Friday, September 27, 2002

Conason on Snitchens (Salon Premium, I think.)

A couple of years later, in a C-SPAN Booknotes interview, he mocked the wartime pretensions of the President: "Bush throughout that whole war and especially in the run up to it constantly compared himself to Churchill…In the Senate debate for and against the war, the Churchill-Munich analogy was used more often even than Vietnam as a test of which side you were on. I wondered why it is in the United States people are such pushovers for this English mythology."

But, he continued, "there was no way, however it was sliced, that Bush could come off as Churchill, as we now know. As a lot of us guessed at the time, the war with Saddam Hussein was a quarrel that had broken out between two business partners, Bush and Hussein, who were fighting over the spoils. They wanted to involve everyone else in it, and they wanted it to sound noble. They fooled a lot of people for some of the time, but the disillusionment with that war and the rhetoric with which it was fought is now pretty near total."

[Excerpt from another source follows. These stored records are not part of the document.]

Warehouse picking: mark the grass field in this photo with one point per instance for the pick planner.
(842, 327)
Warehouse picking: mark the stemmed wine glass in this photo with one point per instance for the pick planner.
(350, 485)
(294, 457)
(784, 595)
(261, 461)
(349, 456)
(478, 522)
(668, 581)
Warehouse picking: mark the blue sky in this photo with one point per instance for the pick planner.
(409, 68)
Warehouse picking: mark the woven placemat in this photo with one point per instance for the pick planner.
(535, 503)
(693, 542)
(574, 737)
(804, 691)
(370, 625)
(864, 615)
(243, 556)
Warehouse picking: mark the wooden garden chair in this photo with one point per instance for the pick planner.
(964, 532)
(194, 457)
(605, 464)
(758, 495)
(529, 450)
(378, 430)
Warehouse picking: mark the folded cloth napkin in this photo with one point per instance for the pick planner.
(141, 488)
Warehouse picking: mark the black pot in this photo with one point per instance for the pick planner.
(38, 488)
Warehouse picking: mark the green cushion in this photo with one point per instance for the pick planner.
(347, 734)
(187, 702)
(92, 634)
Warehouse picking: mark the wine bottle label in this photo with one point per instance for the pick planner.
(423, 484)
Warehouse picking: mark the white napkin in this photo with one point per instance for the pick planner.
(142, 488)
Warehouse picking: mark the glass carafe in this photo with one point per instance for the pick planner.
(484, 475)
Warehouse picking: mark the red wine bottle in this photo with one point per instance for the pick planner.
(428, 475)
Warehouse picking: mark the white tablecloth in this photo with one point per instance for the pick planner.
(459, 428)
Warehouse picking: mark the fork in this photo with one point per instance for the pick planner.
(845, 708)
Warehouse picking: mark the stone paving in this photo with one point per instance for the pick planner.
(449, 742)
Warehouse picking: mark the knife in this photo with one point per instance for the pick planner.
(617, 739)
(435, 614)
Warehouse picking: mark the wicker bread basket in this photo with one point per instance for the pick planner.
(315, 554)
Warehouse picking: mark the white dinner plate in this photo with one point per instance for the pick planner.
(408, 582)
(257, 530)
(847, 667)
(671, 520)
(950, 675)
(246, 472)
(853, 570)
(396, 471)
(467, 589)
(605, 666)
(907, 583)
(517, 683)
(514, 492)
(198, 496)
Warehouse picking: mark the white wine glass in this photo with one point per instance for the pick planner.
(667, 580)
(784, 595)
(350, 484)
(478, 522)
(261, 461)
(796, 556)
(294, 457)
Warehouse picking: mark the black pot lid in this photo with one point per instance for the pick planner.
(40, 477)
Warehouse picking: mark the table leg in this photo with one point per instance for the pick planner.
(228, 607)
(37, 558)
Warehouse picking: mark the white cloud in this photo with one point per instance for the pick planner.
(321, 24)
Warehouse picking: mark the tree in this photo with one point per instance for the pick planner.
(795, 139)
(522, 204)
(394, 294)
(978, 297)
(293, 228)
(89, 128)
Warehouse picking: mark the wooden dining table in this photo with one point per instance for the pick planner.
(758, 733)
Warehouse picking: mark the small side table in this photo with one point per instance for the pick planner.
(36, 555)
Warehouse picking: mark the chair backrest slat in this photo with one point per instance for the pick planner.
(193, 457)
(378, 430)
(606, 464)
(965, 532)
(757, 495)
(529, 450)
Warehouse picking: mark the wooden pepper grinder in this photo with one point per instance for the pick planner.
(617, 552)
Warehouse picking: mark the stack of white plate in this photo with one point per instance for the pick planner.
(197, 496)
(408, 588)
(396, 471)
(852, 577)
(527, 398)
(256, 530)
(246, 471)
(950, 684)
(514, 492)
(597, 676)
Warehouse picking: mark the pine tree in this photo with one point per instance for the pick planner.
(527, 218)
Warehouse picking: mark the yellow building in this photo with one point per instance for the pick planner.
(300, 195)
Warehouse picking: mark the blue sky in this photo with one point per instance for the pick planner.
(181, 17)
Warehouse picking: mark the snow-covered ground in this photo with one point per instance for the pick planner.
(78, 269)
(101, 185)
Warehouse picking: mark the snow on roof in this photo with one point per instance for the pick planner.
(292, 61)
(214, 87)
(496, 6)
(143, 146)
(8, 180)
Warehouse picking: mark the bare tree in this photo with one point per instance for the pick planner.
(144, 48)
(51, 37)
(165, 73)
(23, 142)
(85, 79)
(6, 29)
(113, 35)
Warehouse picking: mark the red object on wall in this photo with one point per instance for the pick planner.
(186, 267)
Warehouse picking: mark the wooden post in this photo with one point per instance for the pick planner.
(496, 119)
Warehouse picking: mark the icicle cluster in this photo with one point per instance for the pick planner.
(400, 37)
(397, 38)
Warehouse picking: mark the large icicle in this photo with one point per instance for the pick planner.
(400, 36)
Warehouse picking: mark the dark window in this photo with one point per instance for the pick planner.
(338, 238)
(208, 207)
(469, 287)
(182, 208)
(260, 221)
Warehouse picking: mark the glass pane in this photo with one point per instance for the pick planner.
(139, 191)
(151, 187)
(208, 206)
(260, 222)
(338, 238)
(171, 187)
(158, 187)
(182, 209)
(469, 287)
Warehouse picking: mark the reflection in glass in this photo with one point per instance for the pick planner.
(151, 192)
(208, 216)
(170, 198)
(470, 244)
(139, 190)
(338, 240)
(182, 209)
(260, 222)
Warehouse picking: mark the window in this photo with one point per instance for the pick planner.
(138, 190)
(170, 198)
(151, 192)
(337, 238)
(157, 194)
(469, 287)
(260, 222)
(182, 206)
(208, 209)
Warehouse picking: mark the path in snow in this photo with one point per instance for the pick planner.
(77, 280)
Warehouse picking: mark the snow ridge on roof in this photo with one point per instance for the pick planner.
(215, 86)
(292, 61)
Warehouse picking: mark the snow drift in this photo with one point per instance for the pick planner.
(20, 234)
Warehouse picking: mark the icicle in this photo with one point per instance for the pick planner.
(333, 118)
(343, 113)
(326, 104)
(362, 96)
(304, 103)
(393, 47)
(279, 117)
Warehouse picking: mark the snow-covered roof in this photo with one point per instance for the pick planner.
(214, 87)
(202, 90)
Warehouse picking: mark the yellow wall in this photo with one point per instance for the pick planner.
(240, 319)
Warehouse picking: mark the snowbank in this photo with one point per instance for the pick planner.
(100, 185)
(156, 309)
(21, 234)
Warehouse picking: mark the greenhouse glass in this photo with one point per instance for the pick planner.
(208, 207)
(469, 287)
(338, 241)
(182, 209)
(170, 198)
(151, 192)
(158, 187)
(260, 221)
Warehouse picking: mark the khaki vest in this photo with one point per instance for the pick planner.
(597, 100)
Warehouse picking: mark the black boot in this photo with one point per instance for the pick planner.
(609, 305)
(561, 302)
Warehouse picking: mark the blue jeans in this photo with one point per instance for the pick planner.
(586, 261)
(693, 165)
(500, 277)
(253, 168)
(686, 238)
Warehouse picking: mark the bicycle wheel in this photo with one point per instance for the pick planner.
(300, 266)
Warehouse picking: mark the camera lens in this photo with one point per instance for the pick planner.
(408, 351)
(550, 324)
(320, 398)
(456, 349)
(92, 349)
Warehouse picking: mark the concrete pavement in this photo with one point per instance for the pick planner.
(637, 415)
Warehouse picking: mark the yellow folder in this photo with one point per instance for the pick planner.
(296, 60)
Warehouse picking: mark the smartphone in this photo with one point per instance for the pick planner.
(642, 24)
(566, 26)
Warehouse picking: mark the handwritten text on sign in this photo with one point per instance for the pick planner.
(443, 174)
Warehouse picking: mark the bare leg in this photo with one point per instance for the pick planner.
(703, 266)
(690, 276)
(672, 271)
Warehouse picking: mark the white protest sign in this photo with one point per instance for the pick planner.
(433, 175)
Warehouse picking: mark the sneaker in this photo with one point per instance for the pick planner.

That interview with the gentle Brian Lamb also included his assessments of two "rogues" whose political shifts elicited his scorn. Paul Johnson he described as "probably the classic instance of the guy who, having lost his faith, believes that he's found his reason, in other words, a defector." But he was even tougher on P.J. O'Rourke, who "gets away, in my opinion, with murder." Why? "He's another ex-leftist, '60s radical dropout…Then saw the light, put on a collar and tie and became a young Republican and has been cashing in this chip ever since."